El monumento a Baudelaire es una de las piedras sepulcrales más hermosas de París, una auténtica piedra de catedral. El escultor tomó un bloque lapídeo, lo abrió en dos extremidades y modeló un compás. Tal es la osamenta del monumento. Un compás. Un avión, una de cuyas extremidades se arrastra por el suelo, a causa de su mucho tamaño, como en el albatros simbólico. La otra mitad se alza perpendicularmente a la anterior y presenta, en su parte superior, un gran murciélago de alas extendidas. Sobre este bicho, vivo y flotante, hay una gárgola, cuyo mentón saliente, vigilante y agresivo, reposa y no reposa entre las manos.

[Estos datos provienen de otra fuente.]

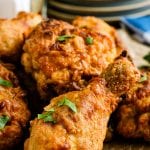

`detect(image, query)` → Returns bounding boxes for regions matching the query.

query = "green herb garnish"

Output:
[58,97,77,113]
[0,116,10,130]
[57,35,74,42]
[143,52,150,63]
[38,108,56,123]
[0,78,13,87]
[139,74,147,82]
[85,36,93,45]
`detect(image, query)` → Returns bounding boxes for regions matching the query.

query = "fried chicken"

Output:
[73,16,125,56]
[0,64,30,150]
[117,72,150,141]
[22,20,116,98]
[24,55,139,150]
[0,12,42,59]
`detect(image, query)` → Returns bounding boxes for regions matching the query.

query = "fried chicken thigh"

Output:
[0,12,42,59]
[117,72,150,141]
[24,58,139,150]
[73,16,125,55]
[0,64,30,150]
[22,20,116,98]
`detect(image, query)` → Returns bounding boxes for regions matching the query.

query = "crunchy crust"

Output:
[0,64,30,150]
[24,79,118,150]
[22,20,116,98]
[24,58,138,150]
[117,72,150,141]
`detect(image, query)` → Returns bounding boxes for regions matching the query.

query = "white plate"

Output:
[48,0,150,14]
[47,8,150,22]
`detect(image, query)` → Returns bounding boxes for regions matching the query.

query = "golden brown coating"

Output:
[0,65,30,150]
[24,58,138,150]
[117,72,150,141]
[25,79,117,150]
[22,20,116,98]
[73,16,125,56]
[0,12,42,58]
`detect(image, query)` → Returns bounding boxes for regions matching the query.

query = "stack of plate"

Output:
[47,0,150,21]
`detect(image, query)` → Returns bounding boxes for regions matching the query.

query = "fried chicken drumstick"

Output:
[24,55,139,150]
[0,64,30,150]
[22,20,117,98]
[117,72,150,141]
[0,12,42,59]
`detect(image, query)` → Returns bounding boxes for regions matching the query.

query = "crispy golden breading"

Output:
[117,72,150,141]
[0,65,30,150]
[24,58,138,150]
[73,16,125,56]
[22,20,116,98]
[0,12,42,58]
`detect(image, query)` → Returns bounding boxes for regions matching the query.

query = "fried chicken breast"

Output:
[24,58,139,150]
[117,72,150,141]
[0,12,42,59]
[73,16,125,56]
[22,20,116,98]
[0,64,30,150]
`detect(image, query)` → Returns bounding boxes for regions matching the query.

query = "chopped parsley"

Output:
[143,52,150,63]
[38,108,56,123]
[0,78,13,87]
[58,97,77,113]
[85,36,93,45]
[139,74,147,82]
[0,115,10,130]
[57,35,74,42]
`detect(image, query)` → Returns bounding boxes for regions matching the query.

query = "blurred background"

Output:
[0,0,150,64]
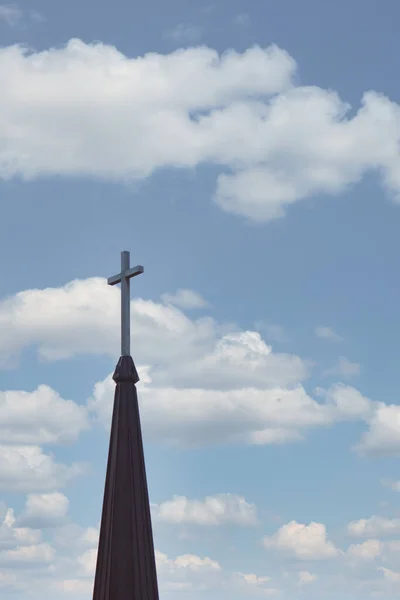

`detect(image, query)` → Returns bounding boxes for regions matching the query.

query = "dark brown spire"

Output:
[93,356,158,600]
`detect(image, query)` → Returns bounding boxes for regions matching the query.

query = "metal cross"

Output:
[107,250,144,356]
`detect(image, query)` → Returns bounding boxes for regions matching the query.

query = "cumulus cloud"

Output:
[347,539,383,561]
[357,403,400,455]
[315,326,343,342]
[0,4,24,27]
[347,515,400,538]
[0,543,55,566]
[263,521,340,560]
[154,494,257,525]
[0,39,400,221]
[162,289,209,309]
[298,571,318,585]
[0,446,84,492]
[18,492,69,529]
[0,278,394,452]
[89,372,372,446]
[323,356,361,379]
[0,385,89,444]
[156,550,222,592]
[0,508,42,551]
[164,23,203,45]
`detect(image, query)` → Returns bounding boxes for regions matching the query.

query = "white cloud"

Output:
[162,289,209,309]
[0,3,46,27]
[0,39,400,221]
[0,446,83,492]
[0,385,89,444]
[347,539,383,561]
[18,492,69,529]
[233,13,251,27]
[378,567,400,583]
[53,523,99,548]
[298,571,318,585]
[50,579,93,598]
[0,4,23,27]
[315,326,343,342]
[263,521,339,560]
[347,515,400,538]
[0,543,55,565]
[89,372,372,446]
[156,550,222,592]
[0,278,397,452]
[154,494,257,525]
[0,278,218,363]
[165,23,203,44]
[0,508,41,551]
[78,548,97,576]
[323,356,361,379]
[357,403,400,455]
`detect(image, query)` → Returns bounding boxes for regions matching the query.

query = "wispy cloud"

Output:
[0,3,46,27]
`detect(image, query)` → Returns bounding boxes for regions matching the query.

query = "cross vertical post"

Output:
[107,250,144,356]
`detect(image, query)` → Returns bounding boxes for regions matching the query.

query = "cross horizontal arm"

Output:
[107,265,144,285]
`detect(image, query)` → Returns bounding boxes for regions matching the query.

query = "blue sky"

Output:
[0,0,400,600]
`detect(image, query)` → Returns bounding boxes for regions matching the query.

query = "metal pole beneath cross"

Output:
[107,250,144,356]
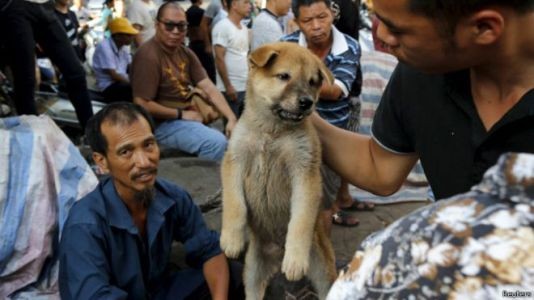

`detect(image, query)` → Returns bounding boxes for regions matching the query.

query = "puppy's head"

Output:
[245,42,334,123]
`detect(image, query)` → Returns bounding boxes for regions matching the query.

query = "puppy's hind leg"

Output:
[243,235,280,300]
[308,221,337,299]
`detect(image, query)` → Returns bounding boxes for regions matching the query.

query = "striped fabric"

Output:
[359,51,397,134]
[0,116,98,299]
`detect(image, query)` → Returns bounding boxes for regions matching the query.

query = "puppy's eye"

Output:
[308,78,322,87]
[276,73,291,81]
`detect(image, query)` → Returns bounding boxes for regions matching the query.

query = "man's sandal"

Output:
[332,210,360,227]
[339,200,375,211]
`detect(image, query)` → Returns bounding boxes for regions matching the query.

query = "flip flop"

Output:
[339,200,375,211]
[332,210,360,227]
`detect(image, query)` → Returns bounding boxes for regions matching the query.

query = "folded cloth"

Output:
[0,116,98,299]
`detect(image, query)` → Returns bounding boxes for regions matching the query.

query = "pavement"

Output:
[159,153,427,300]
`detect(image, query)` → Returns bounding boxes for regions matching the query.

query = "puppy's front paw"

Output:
[282,252,309,281]
[221,229,245,258]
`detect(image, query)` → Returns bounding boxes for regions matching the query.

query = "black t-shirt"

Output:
[54,9,80,46]
[372,63,534,199]
[330,0,360,40]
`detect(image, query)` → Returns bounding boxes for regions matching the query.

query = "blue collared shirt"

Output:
[59,178,221,300]
[93,37,132,91]
[282,25,361,127]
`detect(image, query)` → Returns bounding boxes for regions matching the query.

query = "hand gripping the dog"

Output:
[221,43,336,299]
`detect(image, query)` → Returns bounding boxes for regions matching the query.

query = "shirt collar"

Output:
[299,25,349,55]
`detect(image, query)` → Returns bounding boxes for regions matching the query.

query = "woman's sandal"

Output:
[332,210,360,227]
[339,200,375,211]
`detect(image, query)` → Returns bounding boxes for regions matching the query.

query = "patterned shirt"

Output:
[327,153,534,300]
[282,26,361,128]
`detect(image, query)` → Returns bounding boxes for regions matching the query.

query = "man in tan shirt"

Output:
[131,2,236,160]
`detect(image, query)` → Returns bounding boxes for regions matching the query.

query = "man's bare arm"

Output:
[312,113,418,196]
[104,69,130,83]
[202,253,230,300]
[319,82,343,101]
[200,16,213,53]
[132,23,143,47]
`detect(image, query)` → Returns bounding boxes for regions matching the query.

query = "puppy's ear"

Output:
[248,46,280,68]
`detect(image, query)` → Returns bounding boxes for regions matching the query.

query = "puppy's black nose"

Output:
[299,96,313,110]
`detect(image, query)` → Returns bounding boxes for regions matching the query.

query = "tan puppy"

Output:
[221,43,336,299]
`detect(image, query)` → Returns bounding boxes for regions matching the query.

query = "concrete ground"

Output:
[159,156,426,300]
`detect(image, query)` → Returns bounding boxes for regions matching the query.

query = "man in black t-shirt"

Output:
[54,0,85,61]
[313,0,534,199]
[185,0,216,82]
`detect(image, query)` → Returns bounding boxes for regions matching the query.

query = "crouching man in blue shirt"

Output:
[59,103,242,300]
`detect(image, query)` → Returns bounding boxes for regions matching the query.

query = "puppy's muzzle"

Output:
[299,96,313,111]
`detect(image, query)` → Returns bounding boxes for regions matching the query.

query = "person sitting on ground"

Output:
[126,0,157,47]
[327,154,534,300]
[185,0,216,83]
[282,0,360,227]
[93,18,139,103]
[211,0,250,118]
[250,0,291,51]
[0,0,93,129]
[130,2,236,160]
[312,0,534,204]
[59,102,244,300]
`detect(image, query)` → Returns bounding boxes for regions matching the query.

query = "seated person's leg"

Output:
[156,120,228,160]
[155,261,245,300]
[102,82,133,103]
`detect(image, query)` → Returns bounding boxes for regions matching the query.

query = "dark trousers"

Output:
[155,261,245,300]
[102,82,133,103]
[0,0,93,129]
[189,41,217,83]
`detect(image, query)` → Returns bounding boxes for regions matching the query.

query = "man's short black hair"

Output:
[408,0,534,32]
[291,0,331,18]
[226,0,235,11]
[156,0,185,21]
[85,102,155,156]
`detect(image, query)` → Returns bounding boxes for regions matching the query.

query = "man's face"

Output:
[93,117,159,199]
[297,2,334,46]
[373,0,474,73]
[273,0,291,16]
[156,6,187,48]
[232,0,251,18]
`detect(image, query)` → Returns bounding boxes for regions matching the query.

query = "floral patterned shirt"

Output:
[327,153,534,300]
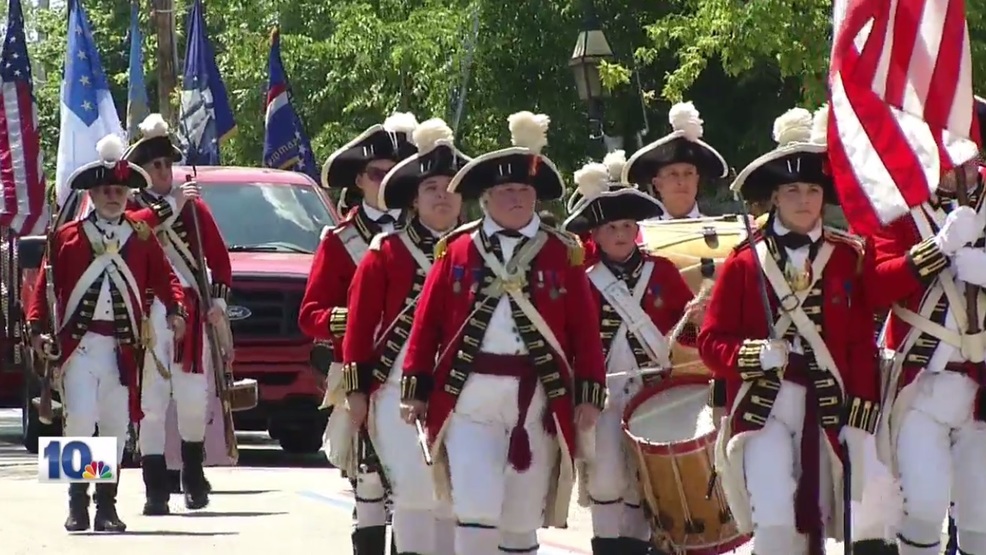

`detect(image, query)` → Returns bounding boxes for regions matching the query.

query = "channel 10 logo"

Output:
[38,437,119,484]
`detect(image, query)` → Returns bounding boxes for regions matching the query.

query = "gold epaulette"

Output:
[823,226,866,274]
[370,229,404,251]
[127,218,152,241]
[435,220,483,260]
[541,226,585,267]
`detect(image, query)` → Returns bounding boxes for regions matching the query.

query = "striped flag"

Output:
[0,0,49,235]
[828,0,979,234]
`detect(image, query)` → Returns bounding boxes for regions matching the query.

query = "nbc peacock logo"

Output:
[82,461,113,480]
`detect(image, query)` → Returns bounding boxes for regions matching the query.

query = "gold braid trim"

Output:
[907,237,949,283]
[736,339,767,382]
[846,397,880,434]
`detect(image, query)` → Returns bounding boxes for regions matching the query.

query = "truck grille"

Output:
[229,282,304,342]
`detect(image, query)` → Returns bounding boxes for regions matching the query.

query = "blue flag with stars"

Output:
[55,0,123,205]
[179,0,236,166]
[264,27,319,183]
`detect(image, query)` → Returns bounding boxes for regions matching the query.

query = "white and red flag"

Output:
[828,0,980,234]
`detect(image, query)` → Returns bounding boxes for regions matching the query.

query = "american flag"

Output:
[828,0,979,234]
[0,0,48,235]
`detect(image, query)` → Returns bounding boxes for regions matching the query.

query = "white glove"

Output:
[760,340,790,370]
[952,247,986,287]
[935,206,982,256]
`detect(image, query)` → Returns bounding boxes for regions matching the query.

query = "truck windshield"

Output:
[199,182,335,253]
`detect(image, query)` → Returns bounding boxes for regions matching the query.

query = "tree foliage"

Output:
[21,0,986,213]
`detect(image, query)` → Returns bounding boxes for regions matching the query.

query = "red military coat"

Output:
[403,226,606,462]
[298,208,378,361]
[26,216,185,422]
[128,191,233,373]
[590,253,697,347]
[342,230,430,393]
[697,230,881,444]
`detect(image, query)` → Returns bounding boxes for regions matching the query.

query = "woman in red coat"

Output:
[564,155,695,555]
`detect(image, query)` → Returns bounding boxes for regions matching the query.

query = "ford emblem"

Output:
[226,306,253,320]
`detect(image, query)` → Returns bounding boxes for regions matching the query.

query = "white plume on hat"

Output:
[668,102,703,142]
[811,102,830,145]
[507,111,551,154]
[383,112,418,135]
[96,133,127,167]
[774,108,812,146]
[411,118,455,154]
[603,150,627,183]
[575,162,610,202]
[140,114,169,139]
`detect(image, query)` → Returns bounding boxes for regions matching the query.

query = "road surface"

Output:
[0,409,876,555]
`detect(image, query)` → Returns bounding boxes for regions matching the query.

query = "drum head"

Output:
[623,375,716,452]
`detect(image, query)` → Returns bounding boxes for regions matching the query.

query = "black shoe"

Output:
[140,455,171,516]
[92,484,127,532]
[168,470,181,493]
[852,540,900,555]
[353,526,387,555]
[65,484,89,532]
[181,441,209,511]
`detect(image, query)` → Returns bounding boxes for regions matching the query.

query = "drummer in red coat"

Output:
[26,135,185,532]
[402,112,606,555]
[868,98,986,555]
[343,119,470,555]
[698,108,880,555]
[564,157,695,555]
[298,113,418,555]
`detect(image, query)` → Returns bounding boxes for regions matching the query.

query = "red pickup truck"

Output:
[0,167,339,453]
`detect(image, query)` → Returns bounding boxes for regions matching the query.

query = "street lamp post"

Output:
[568,0,613,154]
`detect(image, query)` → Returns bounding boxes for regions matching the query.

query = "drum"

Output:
[623,375,750,555]
[229,378,260,412]
[640,215,746,377]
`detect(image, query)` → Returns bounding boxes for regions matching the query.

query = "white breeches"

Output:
[373,382,454,555]
[62,333,130,464]
[896,372,986,554]
[444,374,560,536]
[139,299,211,455]
[743,382,842,536]
[586,379,650,540]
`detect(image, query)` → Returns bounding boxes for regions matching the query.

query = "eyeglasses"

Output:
[363,168,387,183]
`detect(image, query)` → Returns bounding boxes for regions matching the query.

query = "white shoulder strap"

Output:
[757,241,845,391]
[588,261,671,368]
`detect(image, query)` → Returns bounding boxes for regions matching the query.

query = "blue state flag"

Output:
[179,0,236,166]
[55,0,123,206]
[264,27,319,183]
[127,2,151,140]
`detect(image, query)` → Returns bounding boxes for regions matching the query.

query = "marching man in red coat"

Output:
[343,119,470,555]
[698,108,880,555]
[872,98,986,555]
[125,114,235,516]
[298,113,418,555]
[563,154,696,555]
[402,112,606,555]
[26,135,185,532]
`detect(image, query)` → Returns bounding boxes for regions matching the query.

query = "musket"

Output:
[184,172,240,461]
[33,204,62,425]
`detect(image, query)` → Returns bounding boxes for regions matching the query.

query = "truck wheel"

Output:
[277,426,322,455]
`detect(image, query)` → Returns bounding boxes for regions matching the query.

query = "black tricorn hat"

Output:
[378,118,472,209]
[322,112,418,188]
[68,134,151,191]
[123,114,183,166]
[730,106,839,205]
[620,102,729,185]
[449,112,565,200]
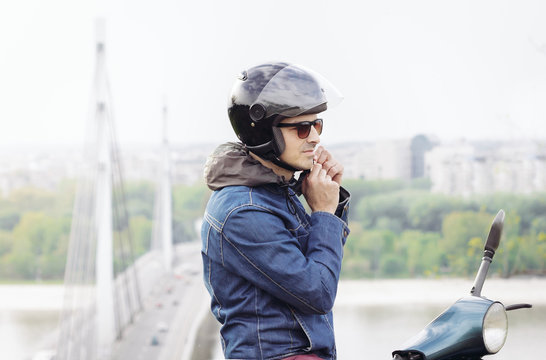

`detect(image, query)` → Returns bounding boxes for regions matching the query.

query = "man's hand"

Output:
[314,146,344,185]
[301,163,339,214]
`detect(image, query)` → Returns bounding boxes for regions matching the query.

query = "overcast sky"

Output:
[0,0,546,145]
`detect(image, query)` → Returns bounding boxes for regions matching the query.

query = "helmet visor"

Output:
[255,65,343,117]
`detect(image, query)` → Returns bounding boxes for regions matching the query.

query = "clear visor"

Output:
[256,65,343,117]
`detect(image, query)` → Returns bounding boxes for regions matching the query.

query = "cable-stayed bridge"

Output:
[50,23,208,360]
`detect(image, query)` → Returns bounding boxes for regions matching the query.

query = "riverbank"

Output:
[336,277,546,307]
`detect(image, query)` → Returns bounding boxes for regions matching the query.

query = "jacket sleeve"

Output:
[218,206,349,314]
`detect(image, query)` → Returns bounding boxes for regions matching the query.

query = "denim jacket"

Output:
[201,144,349,359]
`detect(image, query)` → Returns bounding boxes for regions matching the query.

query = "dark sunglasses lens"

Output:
[313,119,322,135]
[297,124,311,139]
[297,119,322,139]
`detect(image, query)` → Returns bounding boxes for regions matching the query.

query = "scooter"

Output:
[392,210,532,360]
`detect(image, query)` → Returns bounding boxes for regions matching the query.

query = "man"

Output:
[201,63,349,359]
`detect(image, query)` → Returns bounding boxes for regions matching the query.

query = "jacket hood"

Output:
[204,142,288,190]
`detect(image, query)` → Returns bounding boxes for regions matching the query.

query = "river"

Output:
[0,279,546,360]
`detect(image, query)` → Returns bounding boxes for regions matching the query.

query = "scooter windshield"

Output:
[255,65,343,117]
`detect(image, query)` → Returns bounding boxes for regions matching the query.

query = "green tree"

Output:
[439,211,493,275]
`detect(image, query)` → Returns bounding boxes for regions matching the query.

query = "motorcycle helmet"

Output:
[228,62,342,171]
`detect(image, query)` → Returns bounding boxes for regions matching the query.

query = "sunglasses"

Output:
[276,119,322,139]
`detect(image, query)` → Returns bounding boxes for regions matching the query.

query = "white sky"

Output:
[0,0,546,145]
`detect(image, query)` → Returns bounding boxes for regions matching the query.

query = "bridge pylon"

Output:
[55,20,142,360]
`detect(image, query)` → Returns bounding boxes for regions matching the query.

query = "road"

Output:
[112,242,210,360]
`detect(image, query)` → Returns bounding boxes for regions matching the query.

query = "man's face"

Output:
[280,114,320,170]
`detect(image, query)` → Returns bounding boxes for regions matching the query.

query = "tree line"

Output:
[0,179,546,281]
[342,180,546,278]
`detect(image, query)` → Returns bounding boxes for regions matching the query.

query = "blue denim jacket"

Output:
[201,143,349,359]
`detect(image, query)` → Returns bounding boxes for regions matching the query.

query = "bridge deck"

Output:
[112,243,209,360]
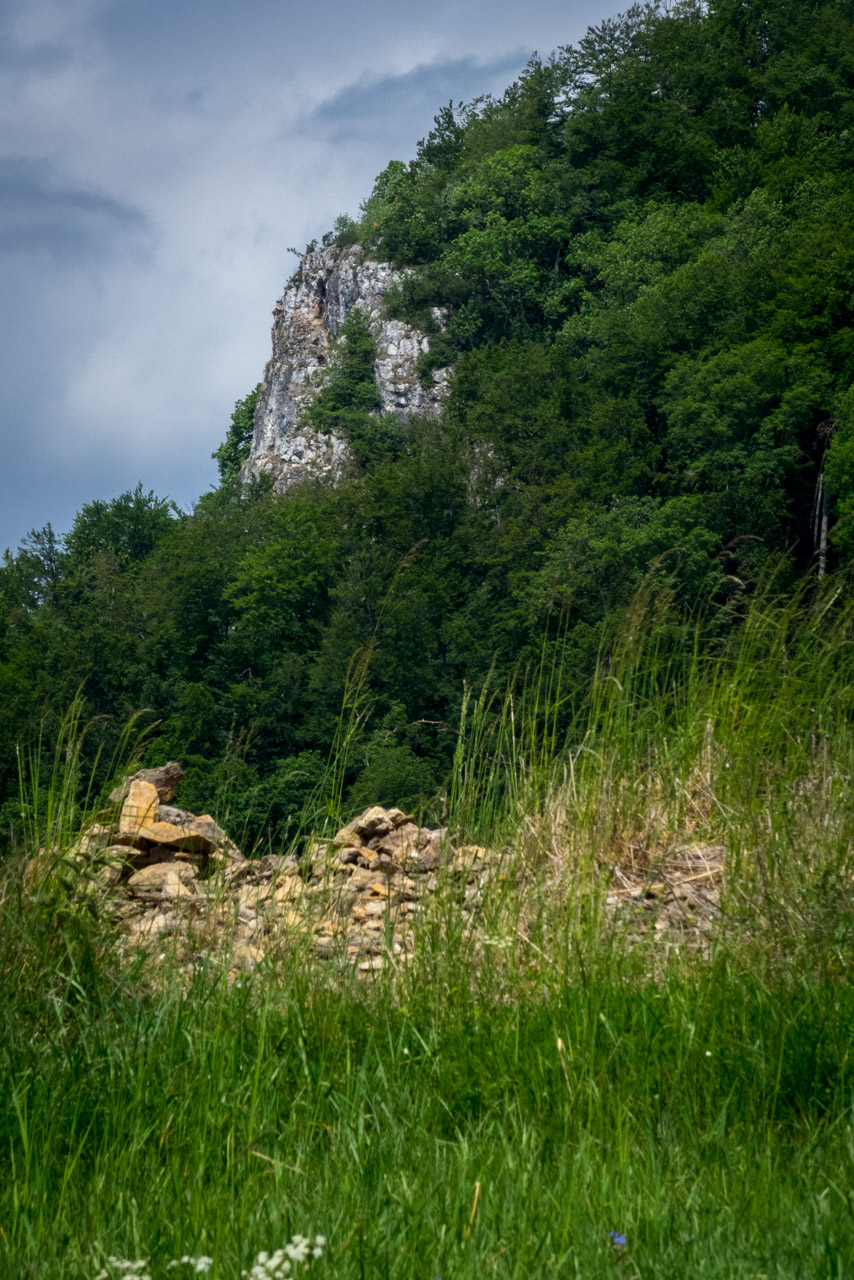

Otro escultor habría cincelado el heráldico gato del aeda, tan manoseado por los críticos. El de esta piedra hurgó más hondamente y eligió el murciélago, ese binomio zoológico —entre mamífero y pájaro—, esa imagen ética —entre luzbel y ángel—, que tan bien encarna el espíritu de Baudelaire. Porque el autor de Las flores del mal no fue el diabolismo, en el sentido católico de este vocablo, sino un diabolismo laico y simplemente humano, un natural coeficiente de rebelión e inocencia. Se rebelan solamente los niños y los ángeles. La malicia no se rebela nunca. Un viejo puede únicamente despecharse y amargurarse. Tal Voltaire. La rebelión es fruto del espíritu inocente. Y el gato lleva la malicia en todas sus patas. En cambio, el murciélago —ese ratón alado de las bóvedas, esa híbrida pieza de plafones— tiene el instinto de la altura y, al mismo tiempo, el de la sombra. Es natural del reino tenebroso y, a la vez, habitante de las cúpulas. Por su doble naturaleza de vuelo y tiniebla, posee la sabiduría en la sombra y, como en los heroísmos, practica la caída para arriba.
César Vallejo, Ser poeta hasta el punto de dejar de serlo. Pensamientos, apuntes, esbozos, Valencia, Pre-Textos, 2018, pp. 9-10.